The future development of synthetic proteins that mimic the beneficial effects of this enzyme might be a promising therapeutic strategy for fibrotic diseases such as pulmonary fibrosis, they said.
The research showed that the enzyme, called hyaluronidase 2, or HYAL2, is responsible for the accumulation of an antifibrotic version of the CD44 protein on the surface of cells.
The study, “Nuclear hyaluronidase 2 drives alternative splicing of CD44 pre-mRNA to determine profibrotic or antifibrotic cell phenotype,” was published in the journal Science Signaling.
An aberrant function of the cell surface protein called CD44 is linked to fibrosis and other diseases, such as cancer and malfunctions of the immune system, wound healing problems, and blood vessel-related diseases.
CD44 has various biological functions, which are possible through a process known as alternative splicing, whereby slightly alterered RNA molecules arise from the same gene, leading to different versions of the protein.
Now, researchers found that the enzyme HYAL2 is capable of regulating CD44 splicing.
Researchers had previously found that adding a compound to primary human lung fibroblasts, called bone morphogenetic protein 7 (BMP7), blocked their transition into myofibroblasts — the main effector cells driving fibrosis. They also noted that treatment with BMP7 increased the expression of HYAL2.
They’ve now discovered that BMP7 exerts its anti-fibrotic effects by stimulating the translocation of HYAL2 into the nucleus of the cell and, once there, promotes the formation of an antifibrotic CD44 variant, called CD44v7/8.

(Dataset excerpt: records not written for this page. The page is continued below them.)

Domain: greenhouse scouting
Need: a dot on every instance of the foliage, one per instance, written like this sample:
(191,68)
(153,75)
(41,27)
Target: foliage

This was surprising to researchers because HYAL2 had been linked only to the breakdown of sugar chains.
“We were amazed to discover that the protein Hyaluronidase-2 can bind to RNA in a cell and alter its activity,” Soma Meran, the study’s lead author from Cardiff University’s School of Medicine and the Wales Kidney Research Unit, said in a press release.
“In the case of the cells responsible for fibrosis and scar formation, we can potentially use this technique to stop them from producing scar tissue. This opens up exciting new research avenues in the study of fibrosis,” Meran added.
Researchers now plan to further investigate the structure of HYAL2 to understand how, once in the nucleus, it is capable of regulating genetic material.
Based on the results, the team believes that developing synthetic proteins that mimic the effects of HYAL2 could be beneficial for fibrotic diseases.